Pharmacodynamic analysis of contractile potentiation by cholinesterase inhibitors in rats.

Pharmacological profiles of four cholinesterase (ChE) inhibitors: edrophonium, pyridostigmine, neostigmine, and ambenonium after to administration to rats were analyzed. A pharmacodynamic model was developed by considering acetylcholinesterase (AChE) inhibition, direct antagonism to the nicotinic receptor, and desensitization of the nicotinic receptor. Pharmacokinetics of these drugs are dose-independent and have similar volumes of distribution at steady state (0.4-0.6 L/kg various doses). The t1/2 increases in the order of neostigmine, edrophonium, pyridostigmine, and ambenonium. Inhibitory constants of ChE inhibitors to bovine erythrocyte AChE determined in vitro were 2019, 276, 26, and 3.7 nM for edrophonium, pyridostigmine, neostigmine, and ambenonium, respectively.
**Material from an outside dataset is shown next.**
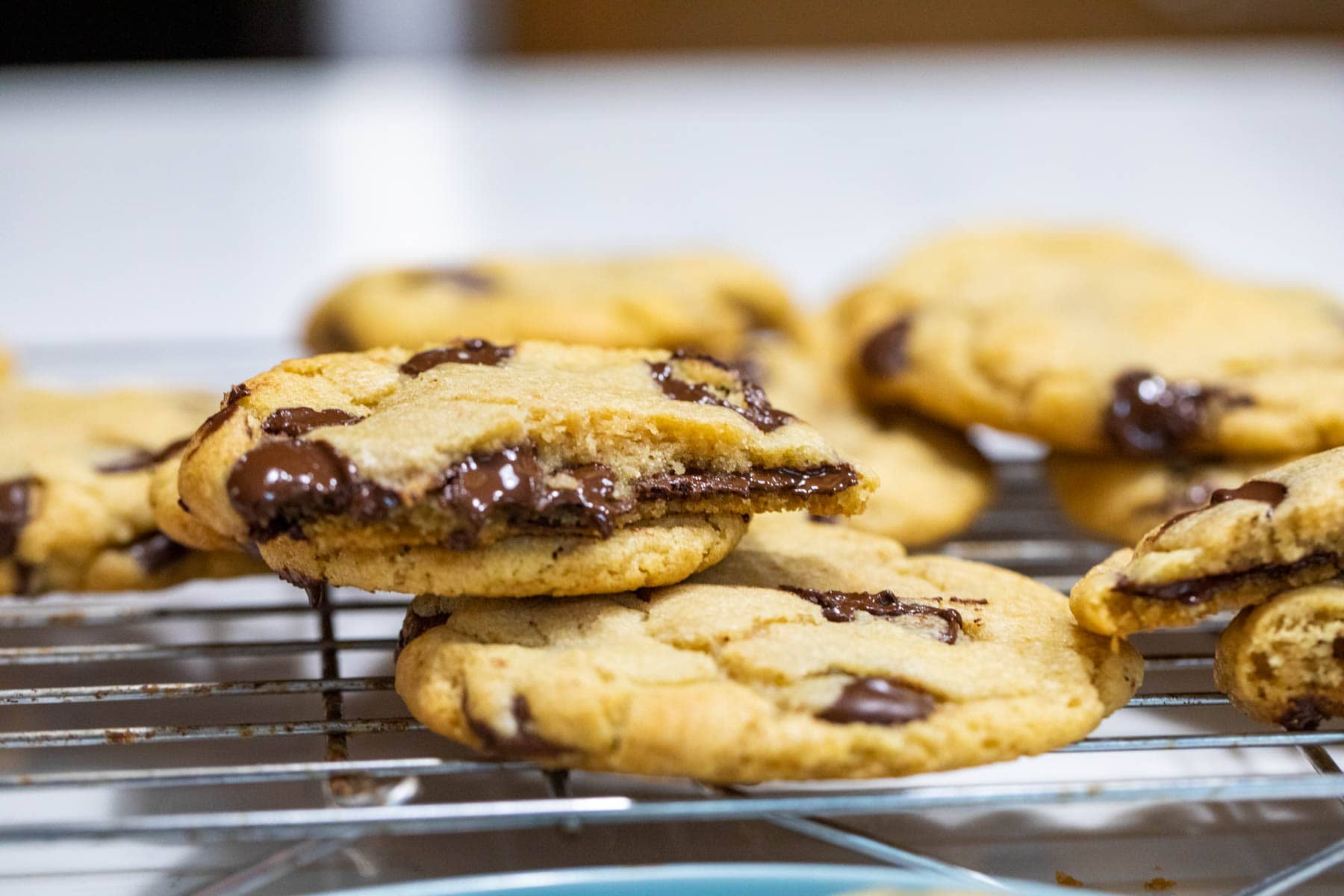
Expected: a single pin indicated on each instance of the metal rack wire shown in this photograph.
(376, 795)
The effect of ChE inhibitor was monitored as the increase of developed tension of triceps muscle induced by sciatic nerve stimulation. The maximum value of contractile tension after i.v. administration decreased at high doses of each drug and the dose-response curves were biphasic. Time courses of plasma concentration and contractile muscle tension were modeled to estimate the association/dissociation rate constants to AChE and the nicotinic receptor, desensitization rate constant of receptor and the dissociation constant of acetylcholine (ACh) to nicotinic receptor/basal acetylcholine level ratio (Kd/ACh0). The estimated Kd/ACh0 values were not dependent on the drug. A significant correlation between inhibitory constants of ChE inhibitors to AChE estimated by in vivo pharmacodynamic analysis and those determined by an in vitro enzyme kinetic study was shown, while the relationship between dissociation constants to nicotinic receptor estimated by in vivo pharmacodynamic analysis and those measured by an in vitro binding study was not clear. Other process such as desensitisization induced by endogenous ACh diffusion rate of drugs into the synaptic cleft, action of presynaptic receptors, etc., might contribute to the dose-effect relationship of ChE inhibitors.